In fact, it was Clara's cleverness that saved him. Though I'm not sure I see the point of having Clara forget the events of "Journey to the Centre of the TARDIS" only to remember them later (other than pure story convenience), the answer to her character's overarching mystery felt very earned, even it if played into writer Steven Moffat's tendency to create grandfather paradoxes. It was via Clara that "The Name of the Doctor" became a bit of a retrospective episode. The rather ingenious insertion of Clara into stock footage of older Doctor Who episodes is probably the closest we'll get to having all eleven Doctors in a single episode. It set a retrospective mood for November's 50th Anniversary special, but also made room for a very significant change to the Doctor's mythology.
That change comes in the form of John Hurt, who was rather dramatically introduced in the final seconds of the episode as "The Doctor" -- but, according to the Eleventh Doctor, he's the one who broke the rules. He's the black sheep of the Doctor's incarnations, even more so than the Valeyard (who was gratifyingly name-dropped just minutes before). Hurt's incarnation of the Doctor seems to have committed some of the atrocities that the Great Intelligence declared the Doctor responsible for -- but what exactly those atrocities are remains to be seen (we'll probably find out in the 50th Anniversary).
So who is this new incarnation of the Doctor? The fact that the Eleventh Doctor knows a lot about his history seems to indicate that he's an older incarnation of the Doctor. The obvious guess is that he was the incarnation of the Doctor that existed during the Time War (between Paul McGann and Christopher Eccleston). The Doctor's actions during the Time War -- which doomed both the Daleks and the Time Lords -- are the ones he appears to regret the most, and it seems logical that he'd apply that blame to an actual aspect of his personality.

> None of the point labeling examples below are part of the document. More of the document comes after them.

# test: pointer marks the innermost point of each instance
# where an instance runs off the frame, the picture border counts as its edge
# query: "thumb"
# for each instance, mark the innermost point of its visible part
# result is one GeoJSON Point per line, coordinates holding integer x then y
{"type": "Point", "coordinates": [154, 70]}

But this new incarnation of the Doctor, whoever he is, is absolutely intriguing. Why haven't we heard about him before? What sort of personality does he have? And how awesome is it that John Hurt himself is playing the character? (He's most recognizable for his roles in films like Harry Potter and the Sorcerer's Stone, V for Vendetta, and Nineteen Eighty-Four, but of all his films I most highly recommend The Hit, a fantastic little gangster drama.)
What did you think of "The Name of the Doctor"? Can you handle waiting until November 23 for the 50th Anniversary Special?